Unsurprisingly, I think HULE.
Michelle, my friend/coworker/travel buddy, and I see a tattoo shop. I don’t ask her if she’d like to go, but instruct her that this is something that is happening. “I’m getting one.,” I say to her. She pleasantly agrees, soaking in the spontaneity. But as the woman behind the counter asks if I know what I want, Michelle realizes that this was not spontaneous at all. It was always in my mind and my spirit.
About three people ask me if “I’m the HULE girl” and “what does HULE mean?” while we’re waiting. I’m happy to oblige. They accept my answer as if I’ve just told them I want to get “live laugh love” around my belly button. I throw in a short tidbit about Lauren’s stint in Afghanistan to deflect their judgement. It seems to work.

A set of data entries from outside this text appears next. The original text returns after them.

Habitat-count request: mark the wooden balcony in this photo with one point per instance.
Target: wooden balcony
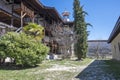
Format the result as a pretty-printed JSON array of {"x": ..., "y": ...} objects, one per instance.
[{"x": 23, "y": 8}]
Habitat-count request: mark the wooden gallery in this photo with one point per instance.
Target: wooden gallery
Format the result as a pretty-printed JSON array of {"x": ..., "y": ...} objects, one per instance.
[{"x": 15, "y": 14}]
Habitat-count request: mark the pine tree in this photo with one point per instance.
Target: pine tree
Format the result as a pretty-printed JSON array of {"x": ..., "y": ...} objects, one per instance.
[{"x": 81, "y": 30}]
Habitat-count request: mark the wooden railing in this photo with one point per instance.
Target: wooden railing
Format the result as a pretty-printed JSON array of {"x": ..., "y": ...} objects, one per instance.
[{"x": 27, "y": 10}]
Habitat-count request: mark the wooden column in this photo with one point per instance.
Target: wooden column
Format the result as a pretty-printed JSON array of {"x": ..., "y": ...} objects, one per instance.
[
  {"x": 12, "y": 18},
  {"x": 22, "y": 16}
]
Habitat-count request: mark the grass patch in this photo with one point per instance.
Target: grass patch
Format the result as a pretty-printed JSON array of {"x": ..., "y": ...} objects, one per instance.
[
  {"x": 40, "y": 73},
  {"x": 114, "y": 68}
]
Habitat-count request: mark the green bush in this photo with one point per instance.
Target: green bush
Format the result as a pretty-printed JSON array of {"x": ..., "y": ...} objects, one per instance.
[{"x": 22, "y": 48}]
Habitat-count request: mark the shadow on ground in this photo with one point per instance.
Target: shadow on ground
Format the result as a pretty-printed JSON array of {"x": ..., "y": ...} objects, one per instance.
[
  {"x": 95, "y": 71},
  {"x": 14, "y": 67}
]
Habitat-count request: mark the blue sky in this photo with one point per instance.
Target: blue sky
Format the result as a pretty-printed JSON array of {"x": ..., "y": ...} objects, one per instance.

The artist tells me that he’s from San Antonio and is only helping the shop out to deal with the current influx. “South by,” he says with kind of an eye roll. I appreciate the idea that I will never see this man again, and vise versa, yet he will be permanently connected to me. I ask for HULE to be placed on my left wrist, adjacent to a cross tattoo I already have. The placement is sort of strange. I know that I will have no choice but to face this tattoo everyday, unlike my others that I often forget about and can easily conceal. “Confidence,” on my rib, which I often choose to ignore, and the thin cross on my wrist often hidden by a watch or bracelet.
He tattoos the “E” first. I laugh at the irony. Then he works his way to the “H.” The “L” is next and when he gets to the “U,” he is sure to tell me that “this is the tricky one.” I nod at him and tell him not to worry. Internally, I am thinking that he has no idea how right he is. Being unswerving on anything is nearly impossible. But particularly our hopes. My hope to make a meaningful impact on the souls in my life. My hope to work for myself, one day. My hope to be with my beloved for the rest of my life. It’s silly and naive. The world and everything in it tells me otherwise. As educated people, as mature and intellectual citizens, we are supposed to entertain doubts. To maintain realistic thoughts and expectations. However, I now have a very obvious reminder on my body to be disciplined in my hopefulness and wildly generous in my love.